Since the polarizing events of 9/11, abaya stalls have been supplanting underwear stalls in the Islamic district. Yet Cairo's black abayas can be playful and sexualized, too. Last spring, I saw in the souk a filmy black abaya with gauzy spiderweb cutouts over the back and chest, the strands of web highlighted in sparkly silver thread. At Cairo International Airport, I sat next to a slip of a teen wearing a black gown with English lettering. "Dear Thomas" the back panel read in girlish pink script. "Hi!!! I'm in Paris. Everything is so beautiful. But I miss you so much! Bye! Kisses!!" I imagined Cairo mothers and fathers all over town taking the tone exasperated Americans use with their young daughters: "You're not going outside wearing that!"

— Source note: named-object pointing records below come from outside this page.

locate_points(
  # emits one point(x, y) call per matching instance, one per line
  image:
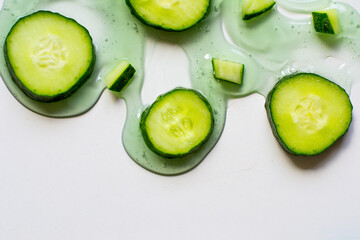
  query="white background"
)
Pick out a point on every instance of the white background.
point(71, 178)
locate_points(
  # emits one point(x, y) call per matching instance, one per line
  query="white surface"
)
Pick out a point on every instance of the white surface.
point(71, 179)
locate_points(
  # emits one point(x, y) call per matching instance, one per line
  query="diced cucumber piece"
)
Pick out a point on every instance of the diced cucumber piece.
point(171, 15)
point(326, 21)
point(254, 8)
point(308, 113)
point(120, 76)
point(228, 71)
point(177, 123)
point(49, 56)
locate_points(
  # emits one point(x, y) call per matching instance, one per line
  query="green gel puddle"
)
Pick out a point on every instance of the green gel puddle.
point(271, 46)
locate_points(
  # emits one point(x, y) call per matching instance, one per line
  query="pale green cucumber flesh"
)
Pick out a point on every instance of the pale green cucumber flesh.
point(308, 113)
point(49, 56)
point(120, 76)
point(170, 15)
point(177, 123)
point(228, 71)
point(254, 8)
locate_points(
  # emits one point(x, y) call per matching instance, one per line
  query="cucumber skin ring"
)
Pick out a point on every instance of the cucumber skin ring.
point(272, 123)
point(148, 109)
point(157, 26)
point(61, 96)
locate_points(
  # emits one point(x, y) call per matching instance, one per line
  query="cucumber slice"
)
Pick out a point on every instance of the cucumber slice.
point(228, 71)
point(254, 8)
point(326, 21)
point(177, 123)
point(170, 15)
point(49, 56)
point(308, 113)
point(120, 76)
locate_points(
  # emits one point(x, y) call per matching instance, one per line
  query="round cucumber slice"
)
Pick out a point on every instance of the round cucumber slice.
point(177, 123)
point(170, 15)
point(49, 56)
point(308, 113)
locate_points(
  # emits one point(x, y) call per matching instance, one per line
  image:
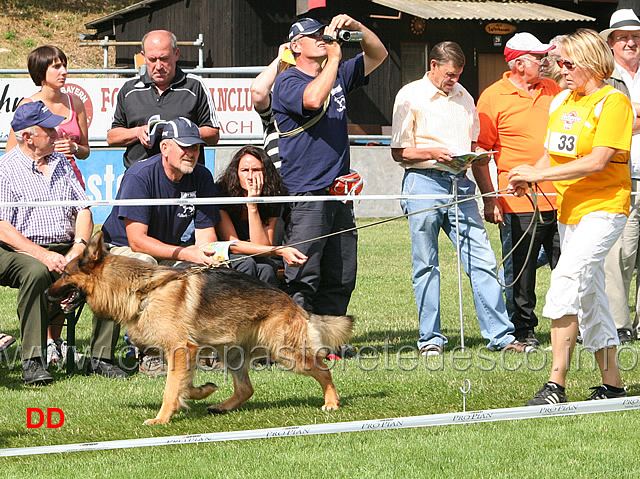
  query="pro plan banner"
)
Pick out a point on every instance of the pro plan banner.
point(231, 96)
point(104, 168)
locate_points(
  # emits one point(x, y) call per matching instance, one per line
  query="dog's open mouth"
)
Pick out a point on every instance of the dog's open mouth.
point(71, 301)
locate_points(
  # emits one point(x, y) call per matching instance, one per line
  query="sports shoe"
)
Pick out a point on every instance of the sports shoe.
point(603, 392)
point(152, 366)
point(431, 350)
point(519, 347)
point(33, 372)
point(625, 337)
point(53, 357)
point(549, 394)
point(529, 338)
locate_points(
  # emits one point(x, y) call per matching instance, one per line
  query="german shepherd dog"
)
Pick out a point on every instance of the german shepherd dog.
point(164, 308)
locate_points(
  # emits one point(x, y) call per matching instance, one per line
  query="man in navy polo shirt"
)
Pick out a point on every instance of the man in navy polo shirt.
point(164, 90)
point(152, 233)
point(315, 157)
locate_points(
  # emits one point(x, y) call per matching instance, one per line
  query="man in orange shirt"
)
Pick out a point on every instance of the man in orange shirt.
point(514, 113)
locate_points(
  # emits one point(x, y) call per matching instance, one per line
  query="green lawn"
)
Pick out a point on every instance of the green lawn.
point(378, 386)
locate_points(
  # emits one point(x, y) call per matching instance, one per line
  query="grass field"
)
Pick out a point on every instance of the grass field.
point(377, 386)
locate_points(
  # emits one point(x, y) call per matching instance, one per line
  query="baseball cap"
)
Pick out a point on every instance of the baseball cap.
point(34, 113)
point(304, 26)
point(181, 130)
point(523, 43)
point(624, 19)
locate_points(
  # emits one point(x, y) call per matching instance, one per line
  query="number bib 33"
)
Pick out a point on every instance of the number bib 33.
point(564, 131)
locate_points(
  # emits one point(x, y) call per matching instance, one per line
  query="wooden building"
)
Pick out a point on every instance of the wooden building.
point(248, 32)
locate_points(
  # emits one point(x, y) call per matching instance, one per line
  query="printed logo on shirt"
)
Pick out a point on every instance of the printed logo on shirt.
point(187, 210)
point(338, 95)
point(569, 119)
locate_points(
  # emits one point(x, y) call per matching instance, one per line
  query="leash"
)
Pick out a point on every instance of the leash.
point(533, 223)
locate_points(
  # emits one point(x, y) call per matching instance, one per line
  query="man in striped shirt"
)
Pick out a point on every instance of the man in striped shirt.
point(36, 243)
point(435, 118)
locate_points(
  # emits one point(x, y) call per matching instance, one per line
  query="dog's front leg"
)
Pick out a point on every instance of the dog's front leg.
point(179, 377)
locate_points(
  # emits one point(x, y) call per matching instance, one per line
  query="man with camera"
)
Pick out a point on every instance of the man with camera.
point(309, 102)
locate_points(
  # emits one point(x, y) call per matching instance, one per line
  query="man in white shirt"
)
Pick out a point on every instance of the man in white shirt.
point(623, 36)
point(433, 119)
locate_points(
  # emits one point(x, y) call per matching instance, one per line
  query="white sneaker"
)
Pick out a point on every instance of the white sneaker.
point(52, 353)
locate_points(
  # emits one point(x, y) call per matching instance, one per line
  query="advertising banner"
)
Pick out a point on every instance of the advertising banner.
point(104, 168)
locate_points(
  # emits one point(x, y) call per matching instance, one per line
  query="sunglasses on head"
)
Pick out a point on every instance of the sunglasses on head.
point(565, 64)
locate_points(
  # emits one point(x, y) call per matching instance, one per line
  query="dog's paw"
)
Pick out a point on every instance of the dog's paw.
point(148, 422)
point(216, 410)
point(331, 407)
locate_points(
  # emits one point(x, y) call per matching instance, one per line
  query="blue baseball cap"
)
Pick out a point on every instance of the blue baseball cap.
point(34, 113)
point(304, 26)
point(181, 130)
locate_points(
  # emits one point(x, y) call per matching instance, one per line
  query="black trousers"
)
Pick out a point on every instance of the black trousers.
point(521, 300)
point(323, 285)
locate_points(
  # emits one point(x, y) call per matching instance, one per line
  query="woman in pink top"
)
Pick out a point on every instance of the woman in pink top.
point(48, 69)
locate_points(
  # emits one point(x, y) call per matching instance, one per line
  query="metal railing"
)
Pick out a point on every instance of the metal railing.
point(106, 43)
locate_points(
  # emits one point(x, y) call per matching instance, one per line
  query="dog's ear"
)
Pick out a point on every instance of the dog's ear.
point(96, 251)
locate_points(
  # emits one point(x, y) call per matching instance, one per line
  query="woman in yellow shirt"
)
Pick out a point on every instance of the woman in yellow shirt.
point(587, 154)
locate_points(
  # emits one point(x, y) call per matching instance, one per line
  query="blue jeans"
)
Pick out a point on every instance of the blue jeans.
point(477, 257)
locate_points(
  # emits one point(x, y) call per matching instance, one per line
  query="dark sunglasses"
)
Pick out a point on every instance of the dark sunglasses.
point(565, 64)
point(317, 35)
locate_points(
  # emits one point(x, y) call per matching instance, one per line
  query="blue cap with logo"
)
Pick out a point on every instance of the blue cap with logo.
point(181, 130)
point(32, 114)
point(304, 26)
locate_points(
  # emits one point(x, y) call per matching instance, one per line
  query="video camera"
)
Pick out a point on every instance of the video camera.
point(344, 36)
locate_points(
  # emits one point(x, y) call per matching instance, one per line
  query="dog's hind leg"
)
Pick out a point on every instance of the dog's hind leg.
point(238, 366)
point(315, 367)
point(179, 380)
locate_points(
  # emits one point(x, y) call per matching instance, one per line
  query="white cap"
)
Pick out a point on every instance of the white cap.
point(523, 43)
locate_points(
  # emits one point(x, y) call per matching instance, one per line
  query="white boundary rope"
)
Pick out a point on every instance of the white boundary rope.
point(448, 419)
point(224, 200)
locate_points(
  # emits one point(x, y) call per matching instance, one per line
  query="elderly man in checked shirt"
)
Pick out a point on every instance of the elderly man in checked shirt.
point(36, 243)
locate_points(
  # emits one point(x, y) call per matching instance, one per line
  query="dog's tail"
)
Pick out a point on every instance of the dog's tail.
point(329, 332)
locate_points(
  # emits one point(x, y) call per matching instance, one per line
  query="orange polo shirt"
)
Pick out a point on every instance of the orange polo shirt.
point(514, 123)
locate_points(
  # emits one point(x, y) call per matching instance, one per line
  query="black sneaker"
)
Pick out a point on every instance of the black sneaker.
point(549, 394)
point(625, 337)
point(34, 373)
point(105, 368)
point(603, 392)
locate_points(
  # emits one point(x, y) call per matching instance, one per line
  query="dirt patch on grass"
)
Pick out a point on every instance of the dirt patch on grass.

Fashion, like all expressions of culture, is never frozen. And yet there are time capsules throughout the city in which Cairo epochs are fixed like scenes in a pharaoh's tomb. On weekends, Egyptian families dress up to dine on the terraces of the Greek Club and the Italian Club, vestiges of the international high society that thrived under Egypt's monarchy. Downtown, the family-owned Windsor Hotel, with its old switchboard, ancient lift, and grand suites with huge marble baths, is an unrestored ode to the days of British colonial travel. On weekends, expatriates seek out the bar for its retro chic, though one of its defining colonial characteristics was the fact that it was off-limits to "natives."
Under British occupation, which lasted from 1882 to 1952, downtown Cairo became a creative boomtown for Egyptian patricians and intellectuals who were raised amid Westerners and their institutions and who yearned to define a modern Egyptian identity. The district began its decline after the 1952 revolution, when nationalization and sequestrations led to the flight of foreigners and aristocrats alike. To glimpse what life was like in the district's heyday, I visited the white villa of Saad Zaghloul, who led anti-British protests after World War I and was elected prime minister in an early flowering of Egyptian nationalism. Now a museum, the villa contains the hero's mother-of-pearl- and ivory-inlaid furniture; his wife, Sofia's, separate bedroom suite; their Korans and silk dressing gowns; and Sofia's mink coats, ostrich feather fans, opera glasses, and black silk pumps from Lord's Cordonnerie, at 66 Qasr al-Nil Street. On the second-floor landing hang two elaborate wire cages, each with a stuffed green parrot. The guide told me the pair had died of sadness three days after the great pasha's death in 1927.
Throughout its history, Cairo, with its whirl of politics, faith, and culture, has produced personalities larger than life. Next to the Nilometer on Roda Island, where priests and tax men once measured rising Nile floodwater with relief or apprehension, I went to the Umm Kalthoum Museum to contemplate the singer's signature diamond-studded black sunglasses in their oversized glass case—a relic more charged than King Tut's golden mask. The daughter of a village imam who taught her to recite the Koran and dressed her in boys' clothing to show off her skill, Umm Kalthoum moved to Cairo at 19 and became Egypt's Edith Piaf, Ella Fitzgerald, and Maria Callas all rolled into one. Some of her songs—about Egypt, loves lost, and the inevitability of struggle—lasted three hours, and it was rumored that she concealed cocaine in her white hankie, her ever-present stage prop, to get herself through marathon concerts. When Umm Kalthoum died in 1975, 4 million people turned out for her funeral, more than for President Nasser's. The museum preserves her Order of Perfection medal from the Tunisian government and some of her gowns, and has an interactive exhibit allowing visitors to hear her most famous songs, which now compete for airtime with Arabic pop tunes on the cassette players in Cairo taxis.
The first Islamic city to have an opera house, Cairo has its own distinctive sound: the shisha pipe's burble, the calls of itinerant bean sellers and rag-and-bone men, and a cacophony of cell-phone ring tones, honking car horns, and the five-times-daily call to prayer by muezzins (amplified by loudspeakers), a few of whom have voices as powerful and melodic as La Scala tenors.